43. Hukuk Genel Kurulunda yapılan görüşmeler sırasında; eldeki davanın kambiyo hukuku ilkeleri çerçevesinde çözüme kavuşturulması gerektiği, bahsi geçen diğer davada verilen hükmün hatalı olduğu, bu çekin de aynı çek tevdi bordrosu ile davalı bankaya verilmiş olmasının davaya konu çeklerin rehin cirosu ile devralındığı sonucunu doğurmayacağı, zira çek tevdi bordrosunun açıklama kısmında “…Bankanızca aşağıda belirtilen kredi lehtarına açılmış ve açılacak krediler ile her ne sebeple olursa olsun doğmuş doğacak borçlarına mahsup edilmek üzere Bankanıza temlik ve teslim ediyorum/ediyoruz…” şeklinde belirtildiği, bu sebeple çekin rehin cirosu ile davalı bankaya devrolunduğunun düşünülemeyeceği, rehin cirosu iddiasında bulunulması şahsi def’i niteliğinde olduğundan davalı hamile karşı ileri sürülemeyeceği gerekçesiyle direnme kararının bozulması gerektiği görüşü ileri sürülmüş ise de, bu görüş yukarıda açıklanan gerekçelerle Kurul çoğunluğu tarafından benimsenmemiştir.
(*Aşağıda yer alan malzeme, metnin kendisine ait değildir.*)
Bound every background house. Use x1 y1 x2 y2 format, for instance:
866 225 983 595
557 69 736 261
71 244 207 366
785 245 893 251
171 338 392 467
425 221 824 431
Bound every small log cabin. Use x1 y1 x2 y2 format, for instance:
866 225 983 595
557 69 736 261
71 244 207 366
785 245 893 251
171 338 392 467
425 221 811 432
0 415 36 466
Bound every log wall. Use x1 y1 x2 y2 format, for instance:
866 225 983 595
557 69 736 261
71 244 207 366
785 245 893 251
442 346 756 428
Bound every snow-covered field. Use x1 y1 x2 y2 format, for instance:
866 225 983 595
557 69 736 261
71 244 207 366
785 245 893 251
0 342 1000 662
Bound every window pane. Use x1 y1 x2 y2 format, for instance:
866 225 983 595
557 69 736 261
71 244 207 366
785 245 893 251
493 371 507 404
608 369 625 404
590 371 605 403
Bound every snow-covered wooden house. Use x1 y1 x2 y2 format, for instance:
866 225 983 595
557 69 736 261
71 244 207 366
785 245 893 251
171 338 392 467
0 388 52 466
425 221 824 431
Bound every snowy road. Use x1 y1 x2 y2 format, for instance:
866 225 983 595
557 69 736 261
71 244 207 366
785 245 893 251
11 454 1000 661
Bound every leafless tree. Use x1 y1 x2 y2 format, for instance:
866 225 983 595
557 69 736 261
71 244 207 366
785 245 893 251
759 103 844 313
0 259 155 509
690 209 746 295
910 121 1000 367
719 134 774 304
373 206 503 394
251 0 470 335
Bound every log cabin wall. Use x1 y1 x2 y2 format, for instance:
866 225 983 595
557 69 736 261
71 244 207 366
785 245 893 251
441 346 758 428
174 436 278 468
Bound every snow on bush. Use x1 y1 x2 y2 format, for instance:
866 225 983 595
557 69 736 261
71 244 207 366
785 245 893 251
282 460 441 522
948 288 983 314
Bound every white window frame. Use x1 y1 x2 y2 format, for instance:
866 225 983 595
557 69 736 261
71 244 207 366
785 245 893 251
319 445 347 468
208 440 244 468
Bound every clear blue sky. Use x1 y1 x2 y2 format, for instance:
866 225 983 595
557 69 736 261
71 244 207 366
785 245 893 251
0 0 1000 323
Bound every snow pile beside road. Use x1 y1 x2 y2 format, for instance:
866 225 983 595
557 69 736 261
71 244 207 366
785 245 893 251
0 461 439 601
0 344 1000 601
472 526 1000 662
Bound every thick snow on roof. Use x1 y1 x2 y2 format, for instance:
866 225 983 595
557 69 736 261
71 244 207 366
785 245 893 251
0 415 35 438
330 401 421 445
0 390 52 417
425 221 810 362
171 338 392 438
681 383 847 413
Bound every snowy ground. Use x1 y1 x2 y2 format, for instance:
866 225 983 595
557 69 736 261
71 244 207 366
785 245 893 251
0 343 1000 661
44. Hâl böyle olunca; mahkemece yukarıda açıklanan hususlara değinilerek verilen direnme kararı usul ve yasaya uygun olup, yerindedir.

45. Ne var ki, Özel Dairece davacılar vekilinin kötü niyet tazminatına ilişkin temyiz itirazının incelenmesi için dosyanın Özel Daireye gönderilmesi gerekir.

IV. SONUÇ:

Açıklanan nedenlerle;

Davalı vekilinin temyiz itirazlarının reddi ile direnme uygun olduğundan, davacılar vekilinin kötü niyet tazminatına ilişkin itirazının incelenmesi için dosyanın YARGITAY 11. HUKUK DAİRESİNE GÖNDERİLMESİNE,

Ancak karar düzeltme yolunun açık olması nedeniyle öncelikle mahkemesince Yargıtay Hukuk Genel Kurulu kararının taraflara tebliği ile taraflarca karar düzeltme yoluna başvurulması hâlinde dosyanın Yargıtay Hukuk Genel Kuruluna, başvurulmaması hâlinde ise mahkemesince doğrudan Yargıtay 11. Hukuk Dairesine gönderilmesine,

Aşağıda dökümü yazılı (7.512,54TL) harcın davalıdan alınmasına,

6217 sayılı Kanun’un 30. maddesi ile 6100 sayılı Hukuk Muhakemeleri Kanunu’nun geçici 3. maddesi gereğince uygulanmakta olan 1086 sayılı Hukuk Usulü Muhakemeleri Kanunu’nun 440. maddesi uyarınca kararın tebliğinden itibaren on beş gün içerisinde karar düzeltme açık olmak üzere, 09.12.2021 tarihinde yapılan ikinci görüşmede ve oy çokluğu ile karar verildi.